Friday, March 4, 2011

O Santo Graal da reforma política

Uma das mais freqüentes – e postergadas – promessas da república democrática iniciada em 1985 é a realização de uma ampla reforma política que possibilite uma melhor organização de nosso fragmentário sistema de partidos, a transposição do déficit de representatividade nas casas legislativas e o controle público dos gastos em campanha; espera-se que, uma vez atendido este conjunto de demandas, ocorrerá naturalmente um revigoramento do embate político, condição indispensável para a efetividade de todo regime democrático. Diante da real possibilidade de um acordo parlamentar que realize essas aspirações, apresentamos a seguinte indagação: em que medida a reforma política está vinculada ao ressurgimento (ou, no caso brasileiro, para o surgimento) do embate entre valores que perfaz a arena política de uma democracia?

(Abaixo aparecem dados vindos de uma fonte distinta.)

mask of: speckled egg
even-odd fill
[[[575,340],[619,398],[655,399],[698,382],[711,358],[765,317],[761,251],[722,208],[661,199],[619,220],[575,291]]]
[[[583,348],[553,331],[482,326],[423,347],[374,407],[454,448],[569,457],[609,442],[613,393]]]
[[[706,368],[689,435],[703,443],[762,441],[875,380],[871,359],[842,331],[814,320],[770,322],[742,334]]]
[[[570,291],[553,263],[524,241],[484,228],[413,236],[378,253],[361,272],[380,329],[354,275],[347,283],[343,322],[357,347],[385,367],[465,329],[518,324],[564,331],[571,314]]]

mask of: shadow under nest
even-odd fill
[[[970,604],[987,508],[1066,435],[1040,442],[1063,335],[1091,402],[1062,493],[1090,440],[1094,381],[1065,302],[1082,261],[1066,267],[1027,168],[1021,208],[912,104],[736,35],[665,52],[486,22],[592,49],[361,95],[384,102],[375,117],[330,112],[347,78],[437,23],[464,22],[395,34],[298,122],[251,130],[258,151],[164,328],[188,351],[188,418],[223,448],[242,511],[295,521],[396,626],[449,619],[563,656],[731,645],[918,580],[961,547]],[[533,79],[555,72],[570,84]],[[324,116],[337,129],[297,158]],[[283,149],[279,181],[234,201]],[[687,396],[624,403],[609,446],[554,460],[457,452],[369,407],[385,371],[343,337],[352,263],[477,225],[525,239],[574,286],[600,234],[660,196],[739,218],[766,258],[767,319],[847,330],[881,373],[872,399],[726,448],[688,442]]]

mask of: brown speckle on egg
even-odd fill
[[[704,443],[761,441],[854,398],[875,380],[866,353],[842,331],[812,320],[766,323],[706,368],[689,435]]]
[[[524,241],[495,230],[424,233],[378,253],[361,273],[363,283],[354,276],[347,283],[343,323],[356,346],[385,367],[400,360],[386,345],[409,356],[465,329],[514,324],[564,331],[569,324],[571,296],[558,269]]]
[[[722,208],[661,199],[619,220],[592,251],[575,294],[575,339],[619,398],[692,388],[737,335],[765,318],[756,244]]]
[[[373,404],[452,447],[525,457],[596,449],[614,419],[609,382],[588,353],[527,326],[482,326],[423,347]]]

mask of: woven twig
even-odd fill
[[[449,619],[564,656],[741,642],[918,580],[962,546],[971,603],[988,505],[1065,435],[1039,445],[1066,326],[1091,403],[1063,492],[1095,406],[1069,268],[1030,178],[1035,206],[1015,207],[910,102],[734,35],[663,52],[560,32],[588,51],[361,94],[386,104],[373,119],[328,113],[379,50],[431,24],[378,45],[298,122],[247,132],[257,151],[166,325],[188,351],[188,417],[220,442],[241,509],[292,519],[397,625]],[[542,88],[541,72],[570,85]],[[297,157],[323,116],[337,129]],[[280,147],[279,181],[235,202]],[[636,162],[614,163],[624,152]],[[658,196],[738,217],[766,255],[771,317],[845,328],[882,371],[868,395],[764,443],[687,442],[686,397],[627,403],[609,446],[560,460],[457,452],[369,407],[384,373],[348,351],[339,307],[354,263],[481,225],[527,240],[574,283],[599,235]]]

Como justificação para este vínculo encontramos a constatação (empiricamente demonstrada por uma série de estudos, como os “Modelos de Partido”, de Panebianco) de que alterações em um sistema partidário só são viáveis onde existam partidos fortes e com um elevado nível de organização institucional. Moral: o aumento do caráter fragmentário do sistema caminha de maneira inversamente proporcional à sua abertura a reformas. É precisamente este o ponto que ocupará posição de destaque na recém instalada comissão parlamentar de reforma política e que poderá resultar em um grande acordo entre os principais partidos da casa (PT, PMDB, PSDB e DEM), situação que abriria espaço para rápida aprovação da reforma política em plenário pela via da votação simbólica.
Contudo, dentre estes partidos, o único que ostenta um projeto claro é o PT, que busca, com real perigo para as instituições, reduzir as distâncias entre funções partidárias e cargos públicos por meio da progressiva ocupação do Estado por seus quadros. Como corolário desse projeto temos a tese, publicamente defendida, de que um aumento nas funções do Estado é condição indispensável para a eliminação da miséria e a diminuição da concentração de renda. Retomando um argumento exposto em post recente (http://florenceunicamp.blogspot.com/2011/02/o-papel-da-oposicao.html), questiono se a implementação da reforma política insuflará nos partidos de oposição a força interna necessária para defender publicamente outras vias para a solução destas questões históricas, como uma maior valorização da iniciativa privada sem prejuízo para o atendimento social dos mais pobres. Como constatou Jürgen Habermas (“O Discurso Filosófico da Modernidade”), a peculiaridade do mundo pós-revolução francesa é o embate entre valores em uma vigorosa esfera pública, orquestrado por um conjunto de instituições democráticas que garanta a continuidade do processo sem a imposição definitiva de qualquer um desses valores. Nesse contexto, os partidos políticos são agentes privilegiados no combate democrático, mas, é preciso frisar, seu arcabouço organizativo não se confunde com os valores que ostenta, nem, tampouco, os compromissos que contrai podem solapar em definitivo os programas com os quais se apresentam ao público.
Aqui as reflexões do cientista político e do filósofo praticamente se confundem, pois a defesa normativa de uma tendência histórica não compete àquele, mas a este, que busca enxergar por debaixo de pesados esqueletos institucionais um determinado conteúdo axiológico. Chamando a atenção para este conflito de competências verificamos que, no caso da reforma política, uma aposta unilateral na efetividade das instituições pode conduzir, num determinado momento histórico, à vitória totalitária do conjunto axiológico que melhor se articula: no caso, o da estatolatria.